Transport for London (TfL) has confirmed that the Riverlinx consortium, comprising of Aberdeen Standard Investments, BAM PPP PGGM, Cintra, Macquarie Capital and SK Engineering & Construction (SK E&C), has been nominated as the preferred bidder to build the £1bn, 11.5m i.d. twin-bore Silvertown Tunnel – a new river crossing under the Thames in east London.
The 1.4km long tunnel, which is set to be open in 2025, will link the Greenwich Peninsula and the Royal Docks together and effectively eliminate the serious congestion and reduce the associated environmental impacts caused by miles of standing traffic around the Blackwall Tunnel area. It is also the first permanent road crossing to be constructed across the River Thames east of Tower Bridge since the QE2 Bridge at Dartford opened in October 1991.

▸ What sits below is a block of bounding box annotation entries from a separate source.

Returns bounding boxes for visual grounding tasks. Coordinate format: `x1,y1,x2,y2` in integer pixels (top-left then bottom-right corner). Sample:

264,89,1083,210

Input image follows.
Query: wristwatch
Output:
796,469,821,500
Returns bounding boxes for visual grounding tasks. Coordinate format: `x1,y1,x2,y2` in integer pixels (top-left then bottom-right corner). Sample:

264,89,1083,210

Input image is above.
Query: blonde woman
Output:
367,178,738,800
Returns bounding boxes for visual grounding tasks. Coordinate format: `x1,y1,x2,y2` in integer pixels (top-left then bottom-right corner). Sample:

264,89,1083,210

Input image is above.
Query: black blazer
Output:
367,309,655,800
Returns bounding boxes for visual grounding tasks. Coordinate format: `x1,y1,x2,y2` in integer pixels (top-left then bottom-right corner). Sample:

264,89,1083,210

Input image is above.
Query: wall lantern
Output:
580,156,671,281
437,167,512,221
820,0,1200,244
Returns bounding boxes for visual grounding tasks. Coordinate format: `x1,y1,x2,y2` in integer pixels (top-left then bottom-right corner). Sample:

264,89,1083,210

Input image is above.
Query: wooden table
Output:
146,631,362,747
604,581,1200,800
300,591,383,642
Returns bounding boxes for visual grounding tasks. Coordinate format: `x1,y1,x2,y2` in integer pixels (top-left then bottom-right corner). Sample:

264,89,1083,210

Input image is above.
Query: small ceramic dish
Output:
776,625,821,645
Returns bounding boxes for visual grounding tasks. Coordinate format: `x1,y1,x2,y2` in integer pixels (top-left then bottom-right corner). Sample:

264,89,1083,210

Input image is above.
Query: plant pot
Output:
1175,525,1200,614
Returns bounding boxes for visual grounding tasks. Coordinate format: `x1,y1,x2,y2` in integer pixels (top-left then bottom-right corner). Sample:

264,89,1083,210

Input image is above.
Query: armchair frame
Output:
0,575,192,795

Following an extensive tender process, the Riverlinx consortium have now been nominated as preferred bidder to complete detailed design and build the Silvertown Tunnel. The project will be procured through a Design, Build, Finance and Maintain contract, with payments by TfL starting only once the tunnel is open and available for use. TfL will also be able to reduce payments should the tunnel not meet certain key standards, such as availability for use by traffic and physical condition.
Funding the project this way not only shifts financial risks onto the private sector, but also incentivises them to deliver the scheme as efficiently as possible. It also reflects the fact that TfL receives no ongoing investment for roads from the Government – and that from 2021, the £500m Vehicle Excise Duty paid by Londoners and collected by central Government will nearly all be invested in roads outside the capital. This, along with the fact that TfL’s funding arrangements with Government are currently only certain until March 2021, means it has no dedicated income stream to pay for capital roads projects like this.
Throughout the Summer, the consortium will work to confirm financial arrangements with lenders in respect to the project and set up the supply chain. Only once these are all agreed will TfL award them the contract for the project. Construction and maintenance costs will be covered via a user charge on both the new tunnel and the existing Blackwall Tunnel, which will also help to manage traffic demand and journey reliability and ensure predicted air quality improvements are delivered. This user charge is a legal requirement as part of the planning approvals and therefore will need to be implemented when the tunnel opens. The exact charge levels for various types of vehicles using the tunnel will be decided closer to the opening date.